Among surgeons, rates of mental distress rose from 22 per cent to 33 per cent and emotional exhaustion from 27 per cent to 41 per cent, while among radiotherapists (clinical oncologists) the rates were 28 per cent to 38 per cent and 39 per cent to 52 per cent, respectively. The researchers also studied gastroenterologists, radiologists and medical oncologists among whom significant changes were not found.

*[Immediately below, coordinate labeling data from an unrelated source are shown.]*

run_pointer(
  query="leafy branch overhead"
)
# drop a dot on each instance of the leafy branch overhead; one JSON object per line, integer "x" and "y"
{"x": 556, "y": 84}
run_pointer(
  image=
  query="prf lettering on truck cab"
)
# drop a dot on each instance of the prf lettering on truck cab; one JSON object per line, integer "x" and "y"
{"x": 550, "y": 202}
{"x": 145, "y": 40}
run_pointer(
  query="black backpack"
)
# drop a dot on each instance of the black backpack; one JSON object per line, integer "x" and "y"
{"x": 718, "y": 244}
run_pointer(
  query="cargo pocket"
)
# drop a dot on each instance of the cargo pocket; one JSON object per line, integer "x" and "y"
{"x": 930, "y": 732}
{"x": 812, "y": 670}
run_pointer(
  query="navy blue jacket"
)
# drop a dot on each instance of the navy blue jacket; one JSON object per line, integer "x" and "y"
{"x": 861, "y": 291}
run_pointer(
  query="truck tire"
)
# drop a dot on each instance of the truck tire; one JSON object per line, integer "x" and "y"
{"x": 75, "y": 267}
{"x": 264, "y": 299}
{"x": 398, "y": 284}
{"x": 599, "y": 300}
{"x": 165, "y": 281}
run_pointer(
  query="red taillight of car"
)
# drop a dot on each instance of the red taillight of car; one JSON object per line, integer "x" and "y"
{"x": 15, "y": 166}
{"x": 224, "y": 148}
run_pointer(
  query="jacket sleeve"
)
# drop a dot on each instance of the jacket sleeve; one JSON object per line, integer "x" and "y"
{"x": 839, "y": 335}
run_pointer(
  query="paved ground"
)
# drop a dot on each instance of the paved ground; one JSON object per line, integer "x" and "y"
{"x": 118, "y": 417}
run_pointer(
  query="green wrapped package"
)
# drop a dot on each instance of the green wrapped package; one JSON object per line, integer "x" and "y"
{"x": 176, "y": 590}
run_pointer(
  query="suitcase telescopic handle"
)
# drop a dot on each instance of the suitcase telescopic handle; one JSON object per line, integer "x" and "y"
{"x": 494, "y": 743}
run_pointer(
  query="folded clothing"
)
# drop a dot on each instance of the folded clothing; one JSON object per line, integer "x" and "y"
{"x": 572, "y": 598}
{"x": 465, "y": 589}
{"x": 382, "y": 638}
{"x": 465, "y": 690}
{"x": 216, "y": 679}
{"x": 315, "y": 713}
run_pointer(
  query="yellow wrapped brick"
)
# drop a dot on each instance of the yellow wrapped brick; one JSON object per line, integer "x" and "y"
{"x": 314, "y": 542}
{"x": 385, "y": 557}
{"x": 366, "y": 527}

Cath Taylor, says: "There seem to be several underlying reasons for this worrying development. It appears to be in part due to increased stress from being poorly resourced and having responsibility for the quality of the work of other staff, together with trying to meet the expectations of relatives. On top of this, these consultants have an enormous workload coupled with insufficient levels of satisfaction from some areas of their work."

Appointments of all types of consultants increased across the board between 1994 and 2002. For example, the number of medical oncologists being appointed increased by 147 per cent. However, the research shows there was only a 45 per cent increase in the numbers of surgical oncologists and a 33 per cent increase in clinical oncologists - the two groups which suffered the biggest decline in mental health.

Professor Amanda Ramirez, Director of the Cancer Research UK London Psychosocial Group says: "The increase in numbers of doctors becoming surgical and clinical oncologists is much lower than for other specialties such as gastroenterology, so those currently in post are over-burdened by their work. Engaging consultants more directly in managing their workload and improving their clinical services may increase their job satisfaction. More openings for consultants to teach or carry out research are also likely to boost morale."

Professor Alex Markham, Chief Executive of Cancer Research UK, says: "The NHS Cancer Plan has been a great success for patients - death rates are falling and patients' experiences of care are improving, but cancer specialists are under enormous pressure and need support. Many seem to be 'running on empty' - they're delivering high quality care to patients, but somewhere along the line it's been forgotten that we need to care for the doctors as well.

"There now needs to be a closer look at consultants' roles and solutions need to be found for their work-related problems. The period of the study coincides with the introduction of challenging targets for NHS cancer services. Perhaps the impact of these on some groups of clinicians have been greater than anticipated.

"Further expansion of consultant numbers should remain a priority to improve the working lives of existing doctors. Since 2002 the number of clinical oncologists has climbed by a further 22 per cent - from 315 to 385. So the job of attracting and training more into the speciality is under way - but the NHS must ensure this continues."